The people behind the project warn against expecting Twitter
feeds fully powered by artificial intelligence, or worrying about Skynet, any
time soon.
"People seem to think there's a button you can press,
and we're going to raise all these people from the dead," joked Bedwood,
who has seen a huge spike in interest in the project over the past week.
"People have a real faith in what technology can do."
Artificial Intelligence is still a long way from being able
to simulate a specific individual, but recreating the limited slice of
personality reflected in a Twitter feed is an interesting place to start.
The _LivesOn service is hoping to roll out to a limited
number of test users at the end of March.
As with the other services, _LivesOn will require that members
choose an executor. At this point, it's as much a thought experiment as an
attempt to create a usable tool.
A little bit of immortality
All these companies see the potential for technology to
change how people think about death. Goodbye messages can help people left
behind through the grieving process, but composing them can also be comforting
to people who are uncomfortable with or afraid of death.
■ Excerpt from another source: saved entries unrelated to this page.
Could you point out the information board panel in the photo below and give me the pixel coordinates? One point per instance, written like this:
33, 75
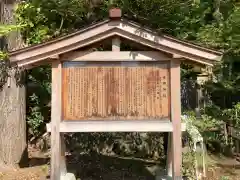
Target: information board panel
127, 90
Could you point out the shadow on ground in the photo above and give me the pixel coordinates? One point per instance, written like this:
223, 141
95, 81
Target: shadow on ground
97, 167
101, 167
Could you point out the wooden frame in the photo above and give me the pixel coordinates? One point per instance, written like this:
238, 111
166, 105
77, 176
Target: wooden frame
56, 118
115, 56
70, 48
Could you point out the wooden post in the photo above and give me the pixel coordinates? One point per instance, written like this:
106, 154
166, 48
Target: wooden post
55, 121
63, 167
176, 118
169, 155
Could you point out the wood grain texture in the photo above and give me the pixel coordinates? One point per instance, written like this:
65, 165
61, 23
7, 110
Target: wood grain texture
56, 120
115, 91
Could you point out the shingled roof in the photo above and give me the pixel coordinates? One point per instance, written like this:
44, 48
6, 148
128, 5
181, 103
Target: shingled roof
115, 26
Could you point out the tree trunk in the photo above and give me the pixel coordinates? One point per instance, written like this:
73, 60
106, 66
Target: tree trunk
13, 144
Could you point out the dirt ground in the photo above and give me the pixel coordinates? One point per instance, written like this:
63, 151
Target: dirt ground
99, 167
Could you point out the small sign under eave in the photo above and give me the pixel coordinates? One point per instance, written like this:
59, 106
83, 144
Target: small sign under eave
107, 29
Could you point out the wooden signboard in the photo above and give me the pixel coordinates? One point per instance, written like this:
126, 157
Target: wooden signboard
117, 90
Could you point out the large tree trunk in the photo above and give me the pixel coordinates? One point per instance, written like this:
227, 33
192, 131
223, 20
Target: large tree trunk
13, 144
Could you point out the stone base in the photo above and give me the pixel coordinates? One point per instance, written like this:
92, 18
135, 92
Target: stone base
68, 176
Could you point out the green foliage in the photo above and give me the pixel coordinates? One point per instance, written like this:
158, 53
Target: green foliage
206, 22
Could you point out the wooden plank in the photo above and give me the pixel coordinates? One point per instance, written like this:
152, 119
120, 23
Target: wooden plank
56, 120
101, 87
115, 56
176, 118
116, 126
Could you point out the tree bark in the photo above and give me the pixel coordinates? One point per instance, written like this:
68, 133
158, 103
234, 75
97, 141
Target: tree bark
13, 139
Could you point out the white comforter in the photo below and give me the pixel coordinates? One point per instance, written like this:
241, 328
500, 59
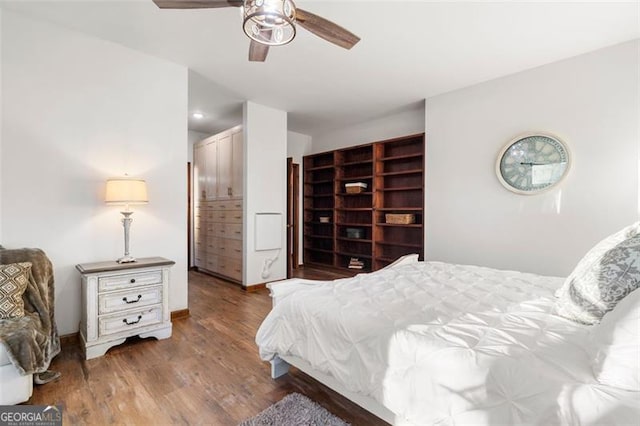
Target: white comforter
437, 343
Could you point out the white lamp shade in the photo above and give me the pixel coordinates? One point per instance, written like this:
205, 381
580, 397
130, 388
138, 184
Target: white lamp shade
126, 191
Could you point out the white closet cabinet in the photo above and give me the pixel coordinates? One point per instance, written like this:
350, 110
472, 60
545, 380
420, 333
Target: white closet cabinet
218, 220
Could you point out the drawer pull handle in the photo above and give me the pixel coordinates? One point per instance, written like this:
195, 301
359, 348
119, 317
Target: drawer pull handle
124, 299
132, 322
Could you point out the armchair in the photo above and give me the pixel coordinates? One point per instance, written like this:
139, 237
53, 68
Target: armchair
28, 343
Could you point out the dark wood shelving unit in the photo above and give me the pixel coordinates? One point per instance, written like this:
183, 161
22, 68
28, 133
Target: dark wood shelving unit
393, 172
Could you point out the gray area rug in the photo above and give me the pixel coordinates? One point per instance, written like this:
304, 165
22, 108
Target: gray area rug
295, 410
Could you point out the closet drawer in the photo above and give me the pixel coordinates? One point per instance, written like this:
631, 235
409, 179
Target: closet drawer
231, 268
230, 248
125, 322
117, 282
232, 230
228, 205
232, 216
130, 299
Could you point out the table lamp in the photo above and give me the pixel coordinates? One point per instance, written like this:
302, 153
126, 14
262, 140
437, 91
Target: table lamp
126, 191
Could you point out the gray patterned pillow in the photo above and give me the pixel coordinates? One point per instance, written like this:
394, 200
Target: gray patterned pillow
14, 278
601, 280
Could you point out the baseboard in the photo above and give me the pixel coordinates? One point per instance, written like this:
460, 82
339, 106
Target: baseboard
72, 339
254, 288
181, 314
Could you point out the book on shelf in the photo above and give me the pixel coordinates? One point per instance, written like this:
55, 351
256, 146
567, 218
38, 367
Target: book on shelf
355, 263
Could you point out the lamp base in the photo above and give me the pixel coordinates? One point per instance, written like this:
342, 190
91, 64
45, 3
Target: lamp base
126, 259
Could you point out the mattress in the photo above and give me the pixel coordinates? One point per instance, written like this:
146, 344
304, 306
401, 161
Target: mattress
438, 343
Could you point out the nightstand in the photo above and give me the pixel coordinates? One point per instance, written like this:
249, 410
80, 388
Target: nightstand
121, 300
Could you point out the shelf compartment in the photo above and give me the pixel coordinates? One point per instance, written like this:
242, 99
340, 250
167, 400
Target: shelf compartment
407, 245
354, 224
319, 168
402, 188
402, 157
411, 225
328, 237
399, 209
354, 155
320, 181
319, 195
355, 240
318, 250
404, 172
358, 255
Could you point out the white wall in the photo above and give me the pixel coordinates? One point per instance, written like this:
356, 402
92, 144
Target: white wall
192, 138
592, 103
78, 110
1, 97
407, 121
265, 191
299, 145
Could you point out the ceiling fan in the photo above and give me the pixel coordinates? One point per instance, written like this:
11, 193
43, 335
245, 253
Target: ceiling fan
271, 23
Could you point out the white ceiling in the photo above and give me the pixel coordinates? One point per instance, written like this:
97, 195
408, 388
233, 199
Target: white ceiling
410, 50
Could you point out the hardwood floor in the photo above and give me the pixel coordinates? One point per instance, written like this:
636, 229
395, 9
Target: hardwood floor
209, 371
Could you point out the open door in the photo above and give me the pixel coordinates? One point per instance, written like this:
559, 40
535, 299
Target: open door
293, 215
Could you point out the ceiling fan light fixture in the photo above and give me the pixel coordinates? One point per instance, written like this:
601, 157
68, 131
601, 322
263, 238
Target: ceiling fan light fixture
270, 22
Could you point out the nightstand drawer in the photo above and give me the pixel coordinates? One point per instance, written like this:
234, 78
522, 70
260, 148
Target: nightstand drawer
122, 323
117, 282
130, 299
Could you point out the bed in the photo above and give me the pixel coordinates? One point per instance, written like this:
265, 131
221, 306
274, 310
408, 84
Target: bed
422, 343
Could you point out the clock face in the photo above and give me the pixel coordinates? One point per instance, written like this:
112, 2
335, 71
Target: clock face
532, 163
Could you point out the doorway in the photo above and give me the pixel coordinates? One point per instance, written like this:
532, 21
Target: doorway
293, 215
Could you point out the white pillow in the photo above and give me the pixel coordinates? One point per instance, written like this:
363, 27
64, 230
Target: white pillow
615, 345
604, 276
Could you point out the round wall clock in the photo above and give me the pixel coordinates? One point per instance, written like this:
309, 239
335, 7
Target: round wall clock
532, 163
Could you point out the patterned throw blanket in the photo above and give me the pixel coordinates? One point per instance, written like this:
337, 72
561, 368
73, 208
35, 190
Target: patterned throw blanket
32, 341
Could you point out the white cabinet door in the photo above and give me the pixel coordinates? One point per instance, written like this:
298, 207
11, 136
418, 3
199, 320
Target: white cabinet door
211, 173
199, 174
224, 167
237, 165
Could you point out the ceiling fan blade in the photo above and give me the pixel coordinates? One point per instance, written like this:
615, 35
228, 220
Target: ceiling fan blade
326, 29
258, 51
196, 4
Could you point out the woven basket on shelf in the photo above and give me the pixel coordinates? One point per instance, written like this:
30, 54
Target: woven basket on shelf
354, 189
400, 219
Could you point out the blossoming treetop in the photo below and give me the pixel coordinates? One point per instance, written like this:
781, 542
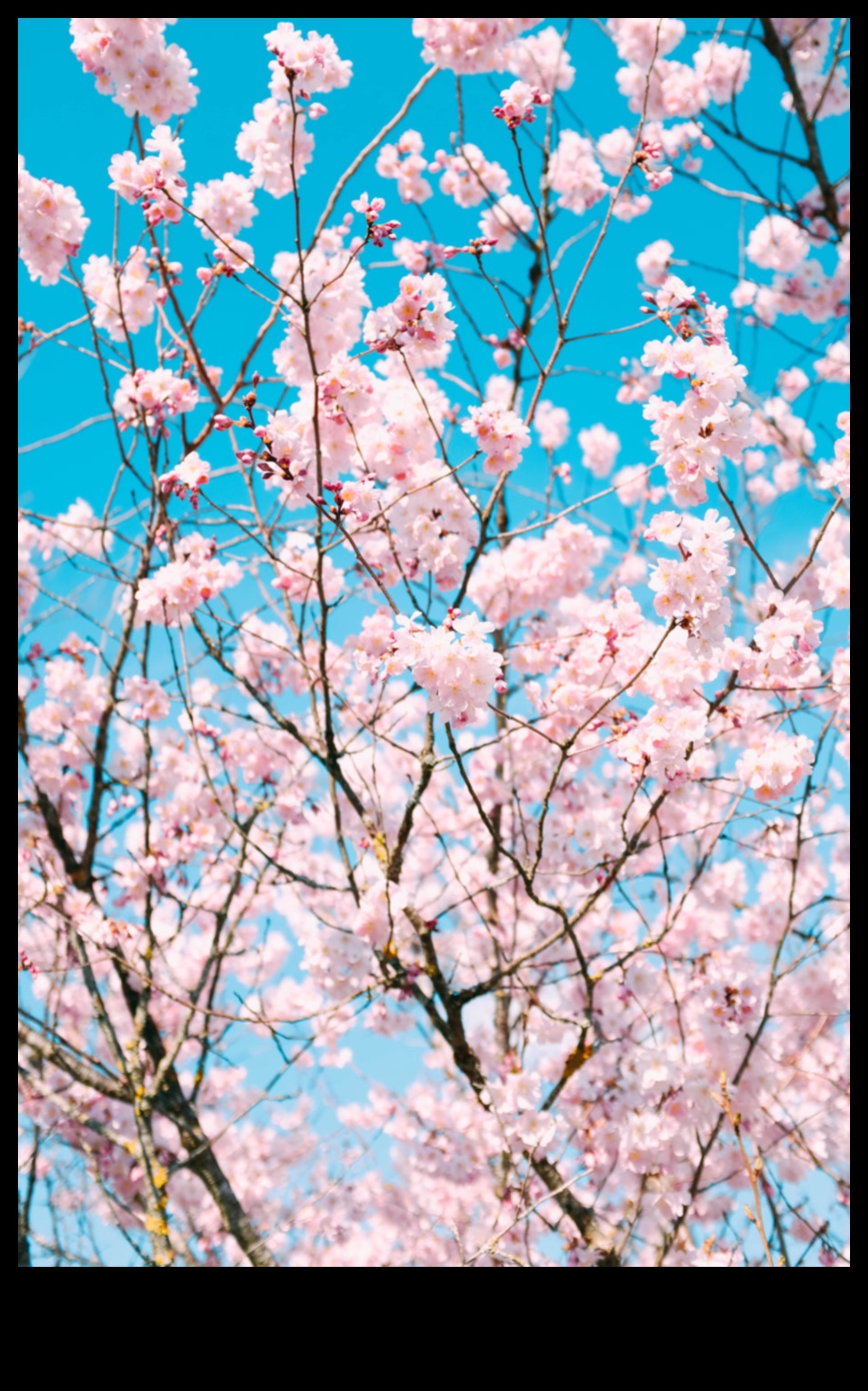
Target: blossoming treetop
391, 721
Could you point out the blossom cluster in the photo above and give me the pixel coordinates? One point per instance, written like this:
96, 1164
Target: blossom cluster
51, 226
177, 588
453, 664
135, 66
468, 45
122, 300
499, 433
155, 180
416, 320
690, 590
153, 397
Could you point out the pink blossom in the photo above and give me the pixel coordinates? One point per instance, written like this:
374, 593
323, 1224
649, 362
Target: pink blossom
551, 425
499, 435
469, 177
600, 448
122, 302
313, 61
540, 58
468, 45
575, 175
518, 104
453, 664
504, 220
134, 64
51, 226
776, 764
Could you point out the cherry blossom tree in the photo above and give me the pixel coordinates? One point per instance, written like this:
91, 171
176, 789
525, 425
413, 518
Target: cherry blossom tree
399, 729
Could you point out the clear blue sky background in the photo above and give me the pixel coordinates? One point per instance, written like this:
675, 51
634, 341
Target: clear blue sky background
68, 132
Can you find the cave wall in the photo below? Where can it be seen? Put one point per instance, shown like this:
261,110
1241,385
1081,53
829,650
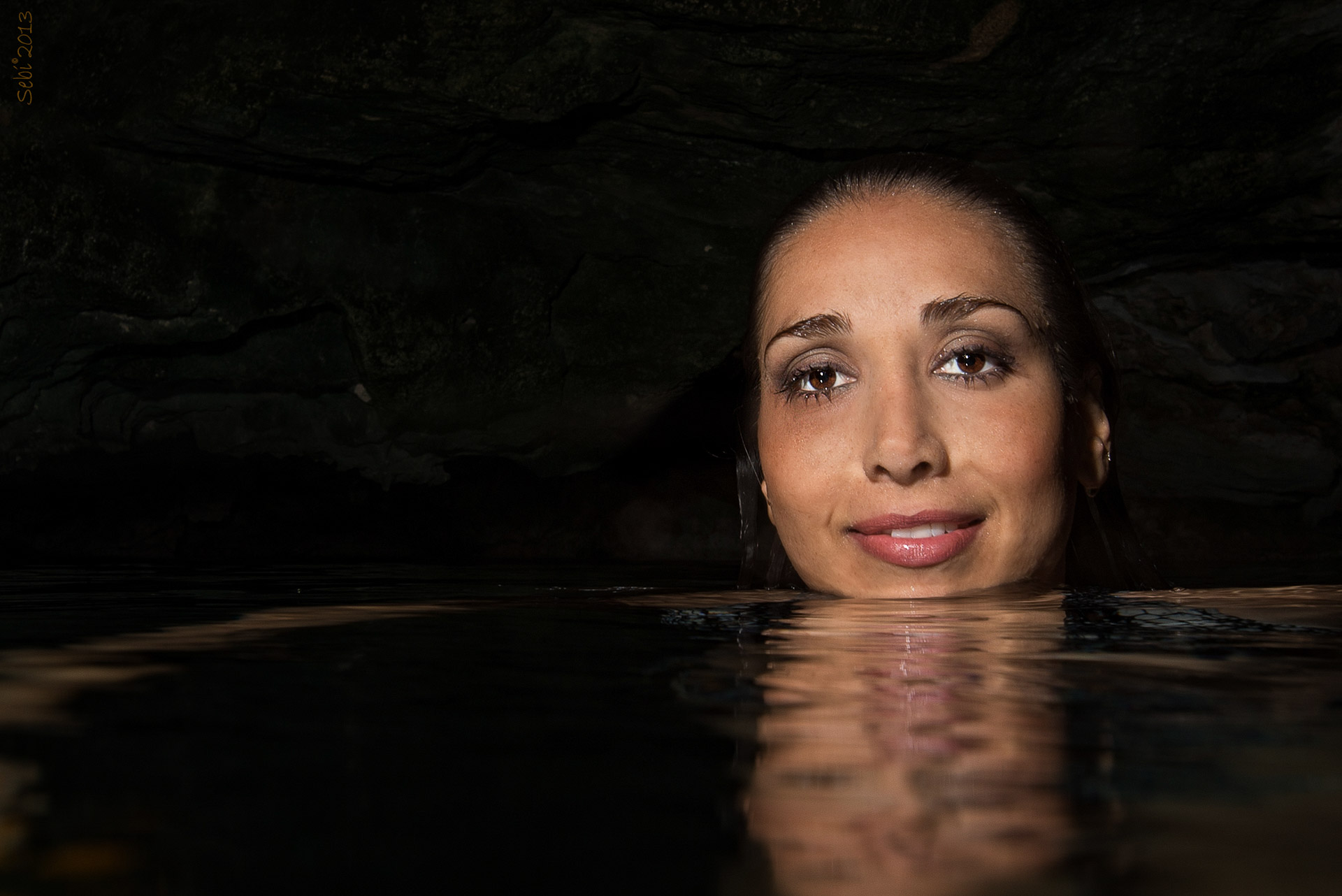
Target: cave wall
449,281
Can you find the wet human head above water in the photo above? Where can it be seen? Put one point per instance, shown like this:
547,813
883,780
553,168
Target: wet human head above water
932,404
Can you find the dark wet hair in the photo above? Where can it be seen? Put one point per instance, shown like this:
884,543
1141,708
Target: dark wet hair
1102,549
"We shy away from death. It reaches us before we
approach it," DeadSocial's Norris said. "We're using tech to soften
the impact that death has and dehumanize it. It allows us to think about death
in a more logical way and detach ourselves from it."
The prospect of artificial intelligence, even in
140-character bursts, can also be comforting to people who see it as a way to
live on.
"The afterlife is not a new idea, it's been around for
quite a long time with all the different versions of heaven and hell,"
Lean Mean Fighting Machine's Bedwood said. "To me this isn't any stranger
than any one of those. In fact, it might be less strange."